Worst Live Theater Performance: That One Man Show in Victoria Park
I was in Victoria Park this summer, when a dude starting staging a one-man rendition of William Shakespeare’s Macbeth. It was weird though, because instead of a power struggle for the Scottish throne, this guy’s version centered on him constantly drinking something from a paper bag, and screaming about how CSIS is using what remains of his teeth as spy satellites to snoop on Ertha Kitt’s cooch. All in all, it was the most disappointing seven-and-a-half hours I’ve ever spent at the theater.
Worst Place to Read on Campus: Riddell Centre
Really, how am I supposed to submerse myself in a world of make-believe when you’re sitting across from me talking with your friends? What, you think you can get lunch here or something? Please. You think this is a place for social interaction? Nuh uh. This is a place for learning. No fun can be had here. There are so many better places to talk with your friends; the fifth floor of the library has comfy leather chairs that just beg to be sat in while you converse with your cohorts about how plastered you got at O’Hanlon’s on the weekend. Why not move there?
Worst Live Music Venue: Campion Library
They don’t even play live music there. Worse yet, they don’t even play any music there! They barely even let you talk.

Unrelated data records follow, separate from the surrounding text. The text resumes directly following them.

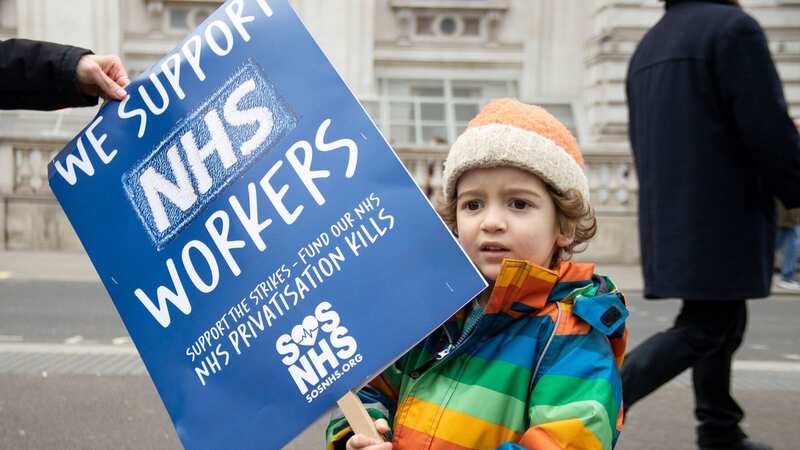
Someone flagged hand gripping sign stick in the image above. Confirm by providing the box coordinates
[336,391,384,441]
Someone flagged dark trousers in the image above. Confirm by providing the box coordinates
[622,300,747,447]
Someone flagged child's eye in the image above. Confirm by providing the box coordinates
[511,199,531,209]
[463,200,481,211]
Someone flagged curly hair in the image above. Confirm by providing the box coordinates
[436,184,597,268]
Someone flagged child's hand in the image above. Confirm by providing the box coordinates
[346,419,392,450]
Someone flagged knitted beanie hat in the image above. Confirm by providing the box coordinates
[443,99,589,203]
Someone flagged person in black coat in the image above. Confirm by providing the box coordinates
[0,39,129,110]
[622,0,800,450]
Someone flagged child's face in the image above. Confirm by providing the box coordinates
[456,167,572,281]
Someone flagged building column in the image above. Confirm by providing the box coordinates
[0,142,14,250]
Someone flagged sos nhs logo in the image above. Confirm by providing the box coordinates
[275,301,363,403]
[122,61,298,250]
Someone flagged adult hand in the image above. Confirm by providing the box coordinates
[75,55,130,100]
[346,419,392,450]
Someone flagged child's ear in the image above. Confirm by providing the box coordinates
[556,233,575,248]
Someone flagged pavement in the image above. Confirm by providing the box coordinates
[0,251,800,450]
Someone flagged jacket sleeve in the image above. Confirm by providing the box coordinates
[499,305,626,450]
[0,39,97,110]
[714,14,800,209]
[325,361,402,450]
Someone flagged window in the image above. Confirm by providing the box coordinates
[372,78,517,146]
[165,3,214,34]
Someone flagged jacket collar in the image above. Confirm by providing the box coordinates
[486,259,594,317]
[664,0,737,9]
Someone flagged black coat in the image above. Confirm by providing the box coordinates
[0,39,97,110]
[626,0,800,300]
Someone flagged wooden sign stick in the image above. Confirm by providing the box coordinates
[336,391,384,441]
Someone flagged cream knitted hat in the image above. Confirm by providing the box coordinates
[444,99,589,203]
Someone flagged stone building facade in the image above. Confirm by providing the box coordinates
[0,0,800,263]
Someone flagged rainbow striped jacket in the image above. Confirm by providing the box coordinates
[326,260,628,450]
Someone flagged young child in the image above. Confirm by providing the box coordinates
[326,99,628,450]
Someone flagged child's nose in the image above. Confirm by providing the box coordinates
[481,210,506,233]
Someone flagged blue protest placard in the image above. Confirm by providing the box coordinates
[49,0,485,450]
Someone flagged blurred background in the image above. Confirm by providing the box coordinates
[0,0,800,449]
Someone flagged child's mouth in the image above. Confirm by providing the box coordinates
[480,243,510,254]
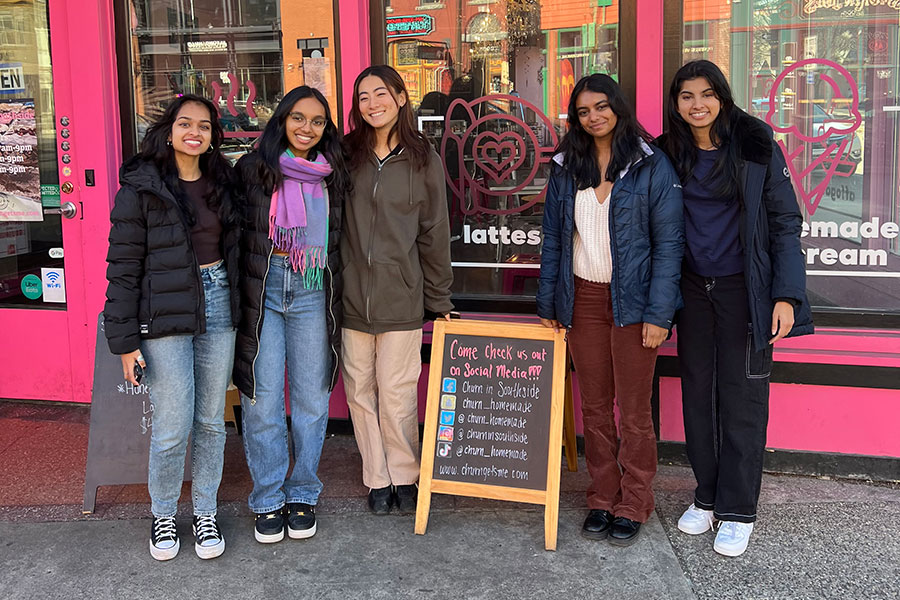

The atmosphere is honestly oppressive. I tried starting a circle pit, and all those kids who were too hip to hardcore dance just scoffed and called security. Like, what the fuck? Who the hell wants to sit down at a rock ‘n roll show, or worse yet, who reads at a show? Mark my words, I will never be wandering down to the library at Campion College to pop in and see who’s playing ever again.
Worst Drone Metal Band: Library Voices
This is just a classic example of a band getting it so wrong. You can’t play drone metal and be happy. Worse yet, you guys are playing way too many damn notes – chiefly, you’re playing more than one note. Pull it together, Library Voices. It’s like they’re not even trying to play drone metal or something. Everything is just so wrong. Tambourines, standard-tuned guitars, vocal harmonies? Where are the creepy hoods and ten-minute instrumental songs with five notes or less? C’mon dudes. This ain’t indie rock.